Yes, that Russian author.
(He/Him)
I am so glad that my wife and I decided to pick up Tonikawa: Fly Me to the Moon. Initially it was a salve for my wife's distress that Fruits Basket was over for the season, but Tonikawa has proven itself to be way more nuanced and entertaining that the high-level gloss might suggest.
 

Johnny Unusual

(He/Him)
That's surprising to me. I skipped it because it was from the creator of Hayate the Combat Butler, a show I watched and found wholly unremarkable as far as comedy series go.
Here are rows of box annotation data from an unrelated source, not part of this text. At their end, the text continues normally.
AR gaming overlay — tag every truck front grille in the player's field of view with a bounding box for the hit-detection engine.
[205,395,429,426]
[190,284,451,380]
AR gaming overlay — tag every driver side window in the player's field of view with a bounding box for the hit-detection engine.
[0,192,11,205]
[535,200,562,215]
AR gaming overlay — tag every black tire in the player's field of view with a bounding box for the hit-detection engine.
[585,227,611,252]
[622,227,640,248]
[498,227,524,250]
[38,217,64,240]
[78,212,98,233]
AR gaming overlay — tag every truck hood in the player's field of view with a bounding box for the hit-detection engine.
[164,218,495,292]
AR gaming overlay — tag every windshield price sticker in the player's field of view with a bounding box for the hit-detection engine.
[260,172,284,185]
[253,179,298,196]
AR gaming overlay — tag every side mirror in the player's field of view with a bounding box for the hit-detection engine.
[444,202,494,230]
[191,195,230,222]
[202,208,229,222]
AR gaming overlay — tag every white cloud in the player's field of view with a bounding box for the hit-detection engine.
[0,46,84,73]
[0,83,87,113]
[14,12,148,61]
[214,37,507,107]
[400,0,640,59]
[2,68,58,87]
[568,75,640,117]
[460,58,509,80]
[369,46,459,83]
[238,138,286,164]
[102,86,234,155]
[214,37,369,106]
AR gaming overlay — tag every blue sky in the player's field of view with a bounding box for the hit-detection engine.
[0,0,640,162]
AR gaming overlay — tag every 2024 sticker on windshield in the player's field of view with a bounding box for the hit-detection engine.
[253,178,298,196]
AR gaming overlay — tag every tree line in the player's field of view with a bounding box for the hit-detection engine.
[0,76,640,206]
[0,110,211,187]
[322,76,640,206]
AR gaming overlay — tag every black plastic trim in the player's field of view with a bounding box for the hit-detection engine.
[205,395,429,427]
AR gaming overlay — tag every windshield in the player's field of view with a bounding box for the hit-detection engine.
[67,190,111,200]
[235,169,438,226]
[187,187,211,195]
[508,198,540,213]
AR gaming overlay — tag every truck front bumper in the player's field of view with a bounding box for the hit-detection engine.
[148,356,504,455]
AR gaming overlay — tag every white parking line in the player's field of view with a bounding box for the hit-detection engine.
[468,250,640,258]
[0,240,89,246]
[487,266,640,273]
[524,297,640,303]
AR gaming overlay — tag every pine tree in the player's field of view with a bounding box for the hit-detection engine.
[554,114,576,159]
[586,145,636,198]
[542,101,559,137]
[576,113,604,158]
I was expecting more of the same and the premise was involved "unexpected teen marriage", which I've seen far too many times to strike me as unique but it seems like people like it.
 

Bulgakov

Yes, that Russian author.
(He/Him)
I was expecting more of the same and the premise was involved "unexpected teen marriage", which I've seen far too many times to strike me as unique but it seems like people like it.
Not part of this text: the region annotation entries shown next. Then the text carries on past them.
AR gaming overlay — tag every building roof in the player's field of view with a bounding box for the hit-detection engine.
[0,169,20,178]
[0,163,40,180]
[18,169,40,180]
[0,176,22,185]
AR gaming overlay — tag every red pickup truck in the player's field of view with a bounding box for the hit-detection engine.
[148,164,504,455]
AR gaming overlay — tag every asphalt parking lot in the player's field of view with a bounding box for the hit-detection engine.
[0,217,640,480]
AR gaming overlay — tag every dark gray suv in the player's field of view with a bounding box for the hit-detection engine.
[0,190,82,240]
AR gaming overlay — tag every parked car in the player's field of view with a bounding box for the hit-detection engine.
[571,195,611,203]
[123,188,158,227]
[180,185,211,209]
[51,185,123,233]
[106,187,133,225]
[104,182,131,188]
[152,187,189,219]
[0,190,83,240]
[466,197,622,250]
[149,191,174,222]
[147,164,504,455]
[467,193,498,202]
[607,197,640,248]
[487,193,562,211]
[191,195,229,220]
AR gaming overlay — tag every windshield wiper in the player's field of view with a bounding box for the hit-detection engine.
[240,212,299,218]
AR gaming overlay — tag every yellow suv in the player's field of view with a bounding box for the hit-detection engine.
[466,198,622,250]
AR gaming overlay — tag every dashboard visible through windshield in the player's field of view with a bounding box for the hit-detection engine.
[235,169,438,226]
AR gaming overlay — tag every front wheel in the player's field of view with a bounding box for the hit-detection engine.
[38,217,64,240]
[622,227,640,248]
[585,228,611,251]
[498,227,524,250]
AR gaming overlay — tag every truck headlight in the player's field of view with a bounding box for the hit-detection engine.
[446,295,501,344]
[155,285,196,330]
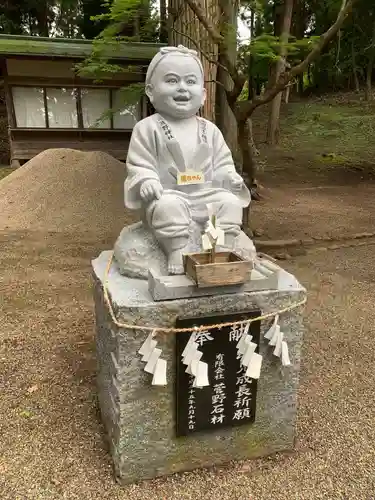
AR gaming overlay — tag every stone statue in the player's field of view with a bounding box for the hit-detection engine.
[115,46,255,277]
I will admit that this is my first "unexpected teen marriage" show, so perhaps I don't know the tropes well, but the characterizations are definitely there enough for me to want to watch each episode, as opposed to begrudgingly watching so my wife will watch more Showa Genroku Rakugo Shinju with me. Now she likes the show and I get her to watch rakugo anyway!
 

Johnny Unusual

(He/Him)
I need to get around to that show. It sounds very up my alley.

Also, I've been re-reading Monster (I got the whole collection because A) I love it and B) I thought my parents would probably like it since mom like mystery and medical drama and dad likes conspiracy thrillers) and I was like "Man, I kind of want to watch the show again. Where is it streaming." Apparently nowhere. Which kind of sucks.
 

aturtledoesbite

earthquake ace
(any/all)
Hi!

My friend and I just finished watching Yuru Camp.

Does anyone have suggestions for something similarly cozy we can watch next?
 

aturtledoesbite

earthquake ace
(any/all)
Oooh, I didn't know about that. Thanks!

Though since it's short, might as well keep the suggestions coming for afterward.